# Segmenting and Clustering Neighborhoods in Toronto

<h3>Introduction</h3>
<p>
This is an assignment for the Introduction to Artifical Intelligence course (SOFE 3720U). Within this we will be explore how to segement and cluster the neighborhoods in Toronto. 
</p>

<h3>Import Statements</h3>

In [10]:
from dotenv import load_dotenv
from dotenv import dotenv_values

import numpy as np

import pandas as pd
pd.set_option('display.max_columns', None)
pd.set_option('display.max_rows', None)

import json
import geojson

import requests
from pandas import json_normalize

import folium

from bs4 import BeautifulSoup as bs

print('Libraries Imported')

Libraries Imported


<h3>Week 1 - Foursquare API</h3>
<p>
Within this section we will be using the Foursquare API to find latitude, longitude, and venues within the Toronto area.
</p>

<h4>
Setting up Foursquare API
</h4>

In [11]:
#Import the hidden values within the .env file, these values are keys used to access API
config = dotenv_values(".env")
#Assign url variable to initialize API
url = "https://api.foursquare.com/v3/places/nearby"
#Assign header which will allow us to access the website by passing through keys 
headers = {"Accept": "application/json","Authorization": config["API_KEY"]}
#Create the request statement which allows to freely use API
response = requests.request("GET", url, headers=headers)
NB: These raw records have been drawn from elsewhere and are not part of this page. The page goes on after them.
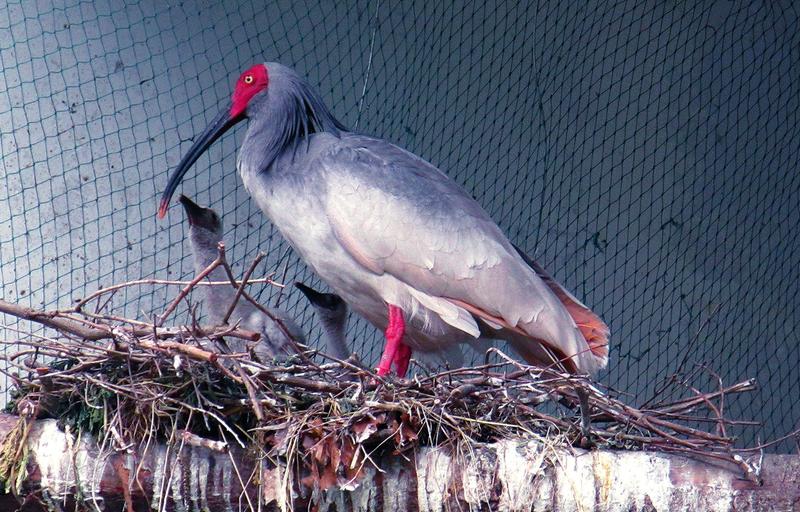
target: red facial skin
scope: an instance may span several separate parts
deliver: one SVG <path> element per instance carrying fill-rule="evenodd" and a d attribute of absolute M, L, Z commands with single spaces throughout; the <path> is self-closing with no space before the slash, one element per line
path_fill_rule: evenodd
<path fill-rule="evenodd" d="M 231 119 L 235 119 L 244 114 L 247 103 L 253 96 L 267 88 L 269 76 L 267 67 L 263 64 L 256 64 L 241 74 L 236 81 L 231 100 Z"/>

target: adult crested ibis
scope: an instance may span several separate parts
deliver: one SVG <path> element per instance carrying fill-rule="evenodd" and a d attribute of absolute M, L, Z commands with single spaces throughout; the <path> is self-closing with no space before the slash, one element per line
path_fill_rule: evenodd
<path fill-rule="evenodd" d="M 237 166 L 245 187 L 305 262 L 386 331 L 378 373 L 402 376 L 412 350 L 481 336 L 526 361 L 594 374 L 608 328 L 550 276 L 537 274 L 481 206 L 442 171 L 385 140 L 348 131 L 295 71 L 257 64 L 173 172 L 181 178 L 249 119 Z"/>
<path fill-rule="evenodd" d="M 186 196 L 180 198 L 186 217 L 189 219 L 189 242 L 192 246 L 195 272 L 198 274 L 211 265 L 219 256 L 217 245 L 222 242 L 222 220 L 211 208 L 203 208 Z M 228 281 L 225 269 L 217 267 L 208 275 L 211 281 Z M 209 322 L 222 324 L 225 313 L 233 303 L 233 286 L 203 286 L 205 310 Z M 305 342 L 302 330 L 285 311 L 265 308 L 265 314 L 251 303 L 240 299 L 233 308 L 228 322 L 240 323 L 245 329 L 261 334 L 254 351 L 264 362 L 273 358 L 284 358 L 294 353 L 294 344 L 289 339 Z M 282 325 L 281 325 L 282 324 Z M 288 336 L 287 336 L 288 335 Z M 230 338 L 229 348 L 233 352 L 245 352 L 244 342 Z M 233 345 L 231 345 L 233 344 Z"/>
<path fill-rule="evenodd" d="M 351 352 L 347 349 L 345 330 L 347 328 L 347 304 L 335 293 L 322 293 L 303 283 L 294 283 L 303 292 L 322 324 L 327 353 L 337 359 L 347 359 Z"/>

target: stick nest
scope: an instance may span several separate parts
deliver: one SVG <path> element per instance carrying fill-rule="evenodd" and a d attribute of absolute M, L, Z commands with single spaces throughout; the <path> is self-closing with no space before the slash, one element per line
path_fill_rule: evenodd
<path fill-rule="evenodd" d="M 56 333 L 8 342 L 4 371 L 14 388 L 7 409 L 58 418 L 115 449 L 182 441 L 226 450 L 235 443 L 288 464 L 301 484 L 322 489 L 352 485 L 378 455 L 509 438 L 562 449 L 593 445 L 721 459 L 758 480 L 758 467 L 734 449 L 728 434 L 737 422 L 722 415 L 725 397 L 752 390 L 753 381 L 720 383 L 711 392 L 686 385 L 681 399 L 635 408 L 585 377 L 527 366 L 496 349 L 497 363 L 419 371 L 409 380 L 384 379 L 355 358 L 335 360 L 300 345 L 288 361 L 258 361 L 252 350 L 230 354 L 218 348 L 231 336 L 257 343 L 256 333 L 237 326 L 191 321 L 164 327 L 175 306 L 207 285 L 201 280 L 218 265 L 231 276 L 222 247 L 217 262 L 192 282 L 124 283 L 63 311 L 0 304 L 0 311 Z M 237 300 L 251 300 L 243 291 L 246 281 L 231 276 L 222 285 L 236 286 Z M 150 322 L 102 313 L 116 290 L 148 284 L 182 288 Z M 91 313 L 89 304 L 96 305 Z M 672 385 L 682 382 L 673 379 Z M 580 394 L 589 397 L 588 439 L 580 426 Z M 14 448 L 12 455 L 19 456 L 19 439 L 14 445 L 6 452 Z"/>

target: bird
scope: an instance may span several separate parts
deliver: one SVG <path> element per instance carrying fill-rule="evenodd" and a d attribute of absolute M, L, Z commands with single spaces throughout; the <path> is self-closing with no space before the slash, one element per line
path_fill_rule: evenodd
<path fill-rule="evenodd" d="M 351 352 L 347 349 L 345 330 L 347 328 L 347 303 L 335 293 L 322 293 L 303 283 L 294 283 L 303 292 L 322 324 L 322 335 L 327 354 L 336 359 L 347 359 Z"/>
<path fill-rule="evenodd" d="M 526 263 L 480 204 L 443 171 L 389 141 L 348 130 L 295 70 L 256 64 L 194 141 L 161 196 L 222 134 L 247 119 L 237 169 L 299 256 L 385 331 L 378 375 L 404 376 L 412 351 L 480 337 L 530 364 L 595 375 L 609 329 Z"/>
<path fill-rule="evenodd" d="M 222 219 L 211 208 L 199 206 L 185 195 L 180 196 L 180 203 L 189 220 L 188 238 L 195 272 L 199 274 L 219 256 L 218 245 L 223 241 Z M 228 275 L 221 266 L 212 270 L 207 277 L 210 281 L 228 281 Z M 203 286 L 202 288 L 209 322 L 214 325 L 225 323 L 225 314 L 235 297 L 233 286 Z M 301 343 L 305 342 L 305 337 L 288 313 L 275 308 L 265 309 L 269 314 L 265 314 L 250 302 L 240 298 L 227 321 L 234 324 L 239 323 L 245 329 L 261 334 L 261 339 L 254 346 L 254 352 L 261 362 L 285 359 L 294 353 L 294 344 L 290 337 Z M 230 338 L 227 340 L 227 344 L 232 352 L 247 352 L 247 346 L 243 340 Z"/>

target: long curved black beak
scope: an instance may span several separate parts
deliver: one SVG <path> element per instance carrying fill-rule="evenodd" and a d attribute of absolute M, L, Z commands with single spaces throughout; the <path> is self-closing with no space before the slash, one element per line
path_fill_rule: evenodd
<path fill-rule="evenodd" d="M 163 219 L 167 214 L 169 201 L 172 199 L 172 195 L 178 188 L 183 175 L 189 170 L 189 167 L 191 167 L 192 164 L 194 164 L 197 159 L 200 158 L 200 155 L 202 155 L 206 149 L 208 149 L 208 147 L 214 143 L 214 141 L 220 138 L 222 134 L 230 130 L 233 125 L 242 119 L 244 119 L 243 115 L 231 117 L 230 108 L 227 108 L 217 114 L 217 117 L 211 121 L 211 124 L 208 125 L 195 143 L 192 144 L 192 147 L 189 148 L 189 151 L 183 156 L 183 159 L 178 164 L 178 167 L 175 168 L 172 176 L 170 176 L 169 181 L 167 182 L 167 188 L 164 189 L 164 193 L 161 195 L 161 203 L 158 207 L 159 219 Z"/>
<path fill-rule="evenodd" d="M 197 224 L 197 221 L 202 218 L 206 209 L 184 195 L 181 195 L 178 200 L 186 211 L 186 218 L 189 219 L 189 224 Z"/>
<path fill-rule="evenodd" d="M 335 293 L 322 293 L 318 292 L 317 290 L 311 288 L 310 286 L 306 286 L 301 282 L 296 282 L 294 285 L 303 292 L 303 295 L 306 296 L 308 301 L 313 306 L 321 307 L 324 309 L 333 310 L 342 302 L 342 298 L 336 295 Z"/>

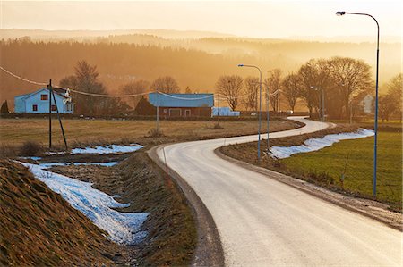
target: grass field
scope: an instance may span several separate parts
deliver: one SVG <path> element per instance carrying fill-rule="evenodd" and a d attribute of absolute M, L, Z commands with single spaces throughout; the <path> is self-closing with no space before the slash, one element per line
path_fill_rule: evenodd
<path fill-rule="evenodd" d="M 353 125 L 354 126 L 354 125 Z M 401 127 L 392 131 L 380 131 L 378 135 L 377 199 L 388 203 L 392 209 L 402 206 L 402 133 Z M 344 125 L 341 129 L 327 129 L 326 134 L 338 130 L 354 131 Z M 276 138 L 270 146 L 288 146 L 303 144 L 304 140 L 320 138 L 321 133 Z M 289 158 L 274 160 L 256 159 L 256 142 L 227 146 L 220 151 L 228 156 L 271 169 L 321 186 L 344 190 L 354 195 L 372 197 L 373 170 L 373 137 L 344 140 L 319 151 L 296 154 Z M 344 173 L 344 181 L 341 176 Z"/>
<path fill-rule="evenodd" d="M 63 121 L 68 143 L 116 143 L 122 140 L 139 141 L 150 135 L 156 127 L 154 121 L 113 120 L 64 120 Z M 160 121 L 160 129 L 166 138 L 175 140 L 200 139 L 254 134 L 257 121 L 221 121 L 223 129 L 215 129 L 216 121 Z M 297 127 L 287 121 L 272 121 L 272 130 Z M 60 126 L 56 120 L 52 124 L 53 143 L 62 145 Z M 47 119 L 1 119 L 0 145 L 20 146 L 25 141 L 48 142 Z"/>
<path fill-rule="evenodd" d="M 380 132 L 378 137 L 377 199 L 401 208 L 402 134 Z M 339 188 L 345 172 L 345 190 L 372 196 L 373 138 L 341 141 L 320 151 L 295 154 L 280 163 L 290 172 L 304 177 L 329 176 L 333 186 Z"/>

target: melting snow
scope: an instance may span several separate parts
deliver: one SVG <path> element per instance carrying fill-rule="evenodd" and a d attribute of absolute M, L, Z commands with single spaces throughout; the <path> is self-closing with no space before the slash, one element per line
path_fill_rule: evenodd
<path fill-rule="evenodd" d="M 80 181 L 61 174 L 43 170 L 43 166 L 21 163 L 53 191 L 62 195 L 70 204 L 83 213 L 95 225 L 106 230 L 109 238 L 118 244 L 137 244 L 147 235 L 140 229 L 147 219 L 147 213 L 119 213 L 112 208 L 127 207 L 112 196 Z"/>
<path fill-rule="evenodd" d="M 317 151 L 323 147 L 330 146 L 340 140 L 356 139 L 372 136 L 373 136 L 373 130 L 366 129 L 360 129 L 358 131 L 351 133 L 327 135 L 321 138 L 307 139 L 304 142 L 304 145 L 301 146 L 272 146 L 270 148 L 270 155 L 279 159 L 284 159 L 297 153 Z"/>
<path fill-rule="evenodd" d="M 106 167 L 112 167 L 117 164 L 118 162 L 109 162 L 109 163 L 39 163 L 39 166 L 43 168 L 51 168 L 53 166 L 69 166 L 69 165 L 99 165 Z"/>
<path fill-rule="evenodd" d="M 71 154 L 116 154 L 116 153 L 129 153 L 134 152 L 142 148 L 141 145 L 139 144 L 130 144 L 129 146 L 121 145 L 107 145 L 107 146 L 97 146 L 95 147 L 87 146 L 85 148 L 73 148 L 70 152 Z M 62 152 L 47 152 L 47 154 L 65 154 L 64 151 Z"/>

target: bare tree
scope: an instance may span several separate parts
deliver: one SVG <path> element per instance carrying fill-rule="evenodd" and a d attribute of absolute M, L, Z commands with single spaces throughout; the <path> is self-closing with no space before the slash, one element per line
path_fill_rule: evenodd
<path fill-rule="evenodd" d="M 342 114 L 349 117 L 351 99 L 361 93 L 369 92 L 373 81 L 371 78 L 371 67 L 362 60 L 349 57 L 333 57 L 327 62 L 330 79 L 335 86 L 337 96 L 341 97 Z M 333 95 L 335 95 L 333 94 Z"/>
<path fill-rule="evenodd" d="M 397 103 L 392 95 L 386 94 L 379 97 L 379 116 L 382 121 L 389 121 L 389 118 L 397 109 Z"/>
<path fill-rule="evenodd" d="M 386 85 L 388 88 L 388 95 L 391 96 L 391 99 L 395 102 L 395 113 L 399 116 L 400 120 L 400 123 L 402 121 L 402 91 L 403 91 L 403 80 L 402 80 L 403 73 L 399 73 L 393 77 L 390 82 Z"/>
<path fill-rule="evenodd" d="M 98 76 L 97 66 L 91 66 L 86 61 L 81 61 L 74 68 L 74 75 L 63 79 L 60 85 L 84 93 L 107 95 L 107 88 L 98 80 Z M 81 114 L 105 115 L 124 112 L 127 109 L 127 106 L 117 98 L 86 96 L 73 92 L 72 99 L 75 104 L 74 113 Z"/>
<path fill-rule="evenodd" d="M 131 81 L 119 88 L 119 92 L 123 95 L 136 95 L 141 94 L 147 91 L 150 83 L 146 80 L 140 79 L 135 81 Z M 137 104 L 139 103 L 141 96 L 130 96 L 126 97 L 126 103 L 132 107 L 135 108 Z"/>
<path fill-rule="evenodd" d="M 239 96 L 243 90 L 243 80 L 238 75 L 220 76 L 216 83 L 217 92 L 227 99 L 232 110 L 238 105 Z"/>
<path fill-rule="evenodd" d="M 270 104 L 273 107 L 273 111 L 279 111 L 279 100 L 280 100 L 280 89 L 281 89 L 281 70 L 274 69 L 269 71 L 269 77 L 266 79 L 265 83 L 270 90 L 270 94 L 277 92 L 273 97 L 270 97 Z"/>
<path fill-rule="evenodd" d="M 151 84 L 151 89 L 166 94 L 179 93 L 179 86 L 176 80 L 171 76 L 164 76 L 157 78 Z"/>
<path fill-rule="evenodd" d="M 246 77 L 244 79 L 244 93 L 246 96 L 243 101 L 246 110 L 253 112 L 257 110 L 259 88 L 259 78 Z"/>
<path fill-rule="evenodd" d="M 309 116 L 312 116 L 313 109 L 319 108 L 318 92 L 312 89 L 312 87 L 327 89 L 329 82 L 328 68 L 325 60 L 311 59 L 298 71 L 301 82 L 301 97 L 305 101 L 309 110 Z"/>
<path fill-rule="evenodd" d="M 294 112 L 301 91 L 300 79 L 298 75 L 291 72 L 284 78 L 281 85 L 283 96 L 288 103 L 290 109 Z"/>

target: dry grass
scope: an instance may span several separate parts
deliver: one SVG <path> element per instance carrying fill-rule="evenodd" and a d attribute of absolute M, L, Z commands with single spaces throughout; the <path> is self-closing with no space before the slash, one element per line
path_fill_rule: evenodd
<path fill-rule="evenodd" d="M 325 134 L 355 129 L 356 126 L 354 125 L 338 126 L 326 129 Z M 270 141 L 270 146 L 298 146 L 308 138 L 321 136 L 319 131 L 276 138 Z M 373 138 L 344 140 L 320 151 L 298 154 L 282 160 L 264 156 L 261 163 L 258 163 L 256 158 L 256 142 L 227 146 L 219 149 L 226 155 L 251 164 L 260 165 L 349 195 L 372 198 L 373 144 Z M 380 131 L 377 200 L 400 212 L 401 151 L 400 132 Z M 340 179 L 343 170 L 346 171 L 345 180 Z"/>
<path fill-rule="evenodd" d="M 119 246 L 27 168 L 0 161 L 0 265 L 101 266 Z"/>
<path fill-rule="evenodd" d="M 124 212 L 146 212 L 142 226 L 145 240 L 132 246 L 139 266 L 188 266 L 194 251 L 197 232 L 191 208 L 175 183 L 139 151 L 118 165 L 57 166 L 53 171 L 94 183 L 108 195 L 119 195 L 130 203 Z"/>
<path fill-rule="evenodd" d="M 138 141 L 152 138 L 155 129 L 153 121 L 118 120 L 64 120 L 65 135 L 71 147 L 80 144 L 105 144 Z M 221 121 L 222 128 L 216 127 L 215 121 L 160 121 L 159 129 L 169 141 L 202 139 L 254 134 L 258 129 L 256 121 Z M 272 121 L 271 128 L 279 129 L 297 127 L 286 121 Z M 52 124 L 53 144 L 63 147 L 63 138 L 57 121 Z M 48 142 L 48 121 L 47 119 L 0 119 L 0 146 L 18 147 L 26 141 L 40 144 Z M 147 143 L 149 140 L 146 140 Z"/>

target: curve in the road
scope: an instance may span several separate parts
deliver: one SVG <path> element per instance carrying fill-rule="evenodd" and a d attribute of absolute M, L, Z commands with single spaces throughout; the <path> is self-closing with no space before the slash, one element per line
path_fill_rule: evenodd
<path fill-rule="evenodd" d="M 280 138 L 317 131 L 302 117 Z M 217 156 L 225 144 L 257 136 L 164 147 L 167 165 L 211 214 L 227 266 L 400 266 L 401 232 Z M 156 151 L 163 160 L 162 148 Z"/>

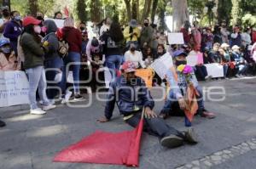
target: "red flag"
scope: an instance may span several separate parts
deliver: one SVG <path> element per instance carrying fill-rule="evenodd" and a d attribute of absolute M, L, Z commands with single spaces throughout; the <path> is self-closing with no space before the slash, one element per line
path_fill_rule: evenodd
<path fill-rule="evenodd" d="M 131 131 L 97 131 L 61 151 L 54 161 L 126 165 L 138 166 L 143 120 Z"/>
<path fill-rule="evenodd" d="M 65 15 L 66 15 L 67 17 L 69 16 L 69 11 L 68 11 L 68 8 L 67 8 L 67 6 L 64 8 L 64 14 L 65 14 Z"/>
<path fill-rule="evenodd" d="M 196 96 L 199 96 L 198 92 L 194 87 L 189 86 L 187 90 L 188 107 L 184 111 L 185 115 L 188 117 L 190 122 L 193 121 L 194 115 L 196 114 L 196 111 L 198 110 Z"/>

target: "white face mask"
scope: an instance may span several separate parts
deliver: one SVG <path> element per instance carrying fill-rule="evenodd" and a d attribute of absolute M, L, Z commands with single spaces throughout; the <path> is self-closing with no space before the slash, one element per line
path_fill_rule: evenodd
<path fill-rule="evenodd" d="M 38 34 L 41 33 L 41 27 L 39 25 L 34 25 L 34 31 Z"/>

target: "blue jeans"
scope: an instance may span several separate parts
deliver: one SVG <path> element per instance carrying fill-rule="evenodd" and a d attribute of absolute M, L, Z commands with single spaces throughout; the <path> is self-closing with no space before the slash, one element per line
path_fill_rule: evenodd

#Initialize and define findNearbyVenues function
def findNearbyVenues(location, categories, limit):
    #Assign url variable which is based on the parameters passed through function call
    url = "https://api.foursquare.com/v3/places/search?" + "categories=" + categories + "&near=" + str(location[0]) + "%2C" + str(location[1]) + "&limit=" + limit
    #Create the response statement from requesting from API
    response = requests.request("GET", url, headers=headers)
    #Return the result if the code was successful
    if(response.status_code == 200):
        return response.json()
    #Return false if the code didn't work
    else:
        return False
    
print('API initialize and custom function created')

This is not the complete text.